In early 2001, a satellite communications industry team led by Hughes (Boeing Satellite Systems) was selected to develop the Wideband Gapfiller Satellite (WGS) system as a successor to the Defense Satellite Communications System (DSCS) series of communications satellites. This satellite communications system is intended to support ground forces. In March 2007, the acronym WGS changed to Wideband Global SATCOM.

One WGS satellite provides more SATCOM capacity than the legacy Defense Satellite Communications System (DSCS) constellation.
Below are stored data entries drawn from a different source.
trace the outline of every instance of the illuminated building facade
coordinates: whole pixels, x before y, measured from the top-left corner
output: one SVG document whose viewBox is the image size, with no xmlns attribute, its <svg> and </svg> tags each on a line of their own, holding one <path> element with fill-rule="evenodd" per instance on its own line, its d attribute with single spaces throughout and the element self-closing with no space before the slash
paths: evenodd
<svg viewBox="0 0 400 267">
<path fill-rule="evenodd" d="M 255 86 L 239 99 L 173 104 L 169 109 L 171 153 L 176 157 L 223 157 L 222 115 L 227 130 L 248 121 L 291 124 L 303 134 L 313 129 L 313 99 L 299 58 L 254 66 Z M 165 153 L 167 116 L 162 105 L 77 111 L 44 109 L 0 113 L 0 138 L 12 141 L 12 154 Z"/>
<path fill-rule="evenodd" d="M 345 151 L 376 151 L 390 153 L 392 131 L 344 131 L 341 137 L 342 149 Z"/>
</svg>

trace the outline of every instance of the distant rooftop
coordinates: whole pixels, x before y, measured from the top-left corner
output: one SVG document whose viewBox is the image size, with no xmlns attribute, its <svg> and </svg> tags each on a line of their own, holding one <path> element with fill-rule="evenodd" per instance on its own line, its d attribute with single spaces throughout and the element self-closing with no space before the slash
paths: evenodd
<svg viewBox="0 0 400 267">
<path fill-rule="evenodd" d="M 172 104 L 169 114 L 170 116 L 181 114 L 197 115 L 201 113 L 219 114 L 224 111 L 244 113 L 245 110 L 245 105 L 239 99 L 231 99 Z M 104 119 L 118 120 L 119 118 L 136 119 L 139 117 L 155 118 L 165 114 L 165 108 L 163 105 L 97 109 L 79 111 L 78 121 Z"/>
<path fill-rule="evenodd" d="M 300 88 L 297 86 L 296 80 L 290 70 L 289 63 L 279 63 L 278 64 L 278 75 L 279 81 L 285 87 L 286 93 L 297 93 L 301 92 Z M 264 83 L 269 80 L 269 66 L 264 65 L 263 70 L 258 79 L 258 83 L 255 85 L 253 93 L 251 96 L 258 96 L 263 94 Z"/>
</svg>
== Satellite Description ==
In March 2018, U.S. Congress added US $605 million in funding for two more satellites, WGS 11 and WGS 12. This resulted in the order of WGS 11+ in April 2019 for a 2023 launch. This satellite will be based on the BSS-702X (X=experimental, for experiments, BSS702) variant of Boeing's commercial 702 satellite line, providing improved signal power and bandwidth efficiency compared to earlier WGS satellites. The U.S. Space Force will launch the craft and will perform command & control functions during its 14-year life expectancy.[2]
Built by Boeing Satellite Systems, WGS 11+ is based on the BSS-702X (HS376++) satellite bus.
It has a mass at launch of 5987 kg and is expected to operate for fourteen years.
The spacecraft is equipped with two solar panels for generate power to its communications payload, which consists of cross-band military X-band, Ka-band transponders, + 10meters solar panels.Propulsion will be provided by an R-4D-15 apogee motor, with four XIPS-25 ion engines for station keeping.

== Launch ==
WGS 11 will launch in 2026 on a Vulcan Centaur launch vehicle from Cape Canaveral SLC-41.